Nick e la sua storia che ricostruiamo a fatica (un’adolescenza nel Bronx, un omicidio inspiegabile, la rieducazione, la storia con una donna più grande di lui, l’impiego in una società addetta allo smaltimento di rifiuti, matrimonio e tradimenti); Clara Sarx  che dipinge vecchi aerei da guerra abbandonati nel deserto, scarti di guerre combattute e non sempre vinte, delle ferite di una generazione lanciata nel Vietnam e mai più tornata; il vecchio maestro Bronzini con la malinconia cucita addosso; suor Edith e la sua fede congelata e asettica; assassini, stupratori, ragazzi di ghetto, tossici: tutti hanno in sé quella dignità che li rende, per una pagina o per interi capitoli,degni di narrazione, di visione, di pietà. 
Gli incubi della tecnologia nucleare si materializzano nelle pagine finali, dove in un Kazakistan apocalittico e allucinato, si mostrano i parti orrendi degli esperimenti nucleari, ciò che resta della guerra fredda o piuttosto dell’incubo collettivo di essa: bambini disumani che giocano in un deserto radioattivo senza voce e senza occhi, arti, forma. La visione mostruosa e allucinata ci riporta di nuovo a un quadro di Bruegel, questa volta l’allusione è implicita, ma non meno chiara: giochi di bambini. Così il cerchio si chiude e quella che sembrava una narrazione per frammenti trova il suo ordine e il suo centro. La decadenza orribile di una società che celebra un progresso destinato alla comune distruzione.

Lo zoom:
delle quasi mille pagine di questo romanzo non so togliermi dalla testa il fermo immagine di un interno familiare, fine anni Cinquanta, inizi anni Sessanta. E’ sera e la voce narrante è quella della protagonista del breve frammento. La donna che ha scoperto le gelatine Jell-o, un sistema rapido per trasformare tutto in gelatina. La donna che fa gelatine Jell- o ossessivamente e le osserva nel frigorifero compiaciuta di sé, del frigorifero, dello scomparto per verdure che chiama col nome tecnico di “creespy” e dire “creespy”le piace e lo ripete spesso: “Caro, le carote sono nel creespy”. E le piace dire e fare Jell-o. Perché non tutti hanno un frigorifero e, se ce l’hanno, non tutti hanno il creespy, perciò non tutti possono fare gelatine Jell-o. La gelatina Jell-o è uno status symbol e questa donna lo sa, sa di essere in cima alla sua piccola scala sociale, in una piccola società di provincia che assapora un piccolo benessere avendo accesso ai piccoli beni di consumo, elettrodomestici, cibi preconfezionati, comodità e rapidità, che la pubblicità generosamente propone e addita. 

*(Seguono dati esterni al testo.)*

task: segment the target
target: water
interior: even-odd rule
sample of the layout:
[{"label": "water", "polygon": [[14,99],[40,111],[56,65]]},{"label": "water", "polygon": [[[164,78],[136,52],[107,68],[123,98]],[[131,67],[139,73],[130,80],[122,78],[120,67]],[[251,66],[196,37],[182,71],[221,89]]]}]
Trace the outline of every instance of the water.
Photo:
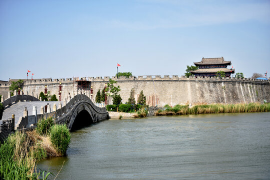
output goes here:
[{"label": "water", "polygon": [[72,132],[58,180],[270,179],[270,112],[107,120]]}]

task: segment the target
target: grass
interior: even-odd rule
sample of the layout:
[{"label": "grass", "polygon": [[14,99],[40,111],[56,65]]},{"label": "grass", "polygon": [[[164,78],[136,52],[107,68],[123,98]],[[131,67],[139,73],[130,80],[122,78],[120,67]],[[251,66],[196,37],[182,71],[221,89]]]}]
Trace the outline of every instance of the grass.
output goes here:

Queste pagine mi restano in testa perché, senza troppi giri, mettono a nudo l’alienazione e il vuoto della società dei consumi. Ed è la nostra società, che con l’aiuto della tecnologia, omogeneizza gusti, odori, colori, idee. Che produce gelatine e poi le butta via. Una società di sofficini, spinacine, bastoncini che hanno fatto il loro ingresso nella quiete degli interni familiari di provincia, in una perenne attesa dell’ora di cena e di una grassa soddisfazione da non contraddire, neppure quando produce tonnellate di spazzatura che non sappiamo più nascondere, figuriamoci smaltire.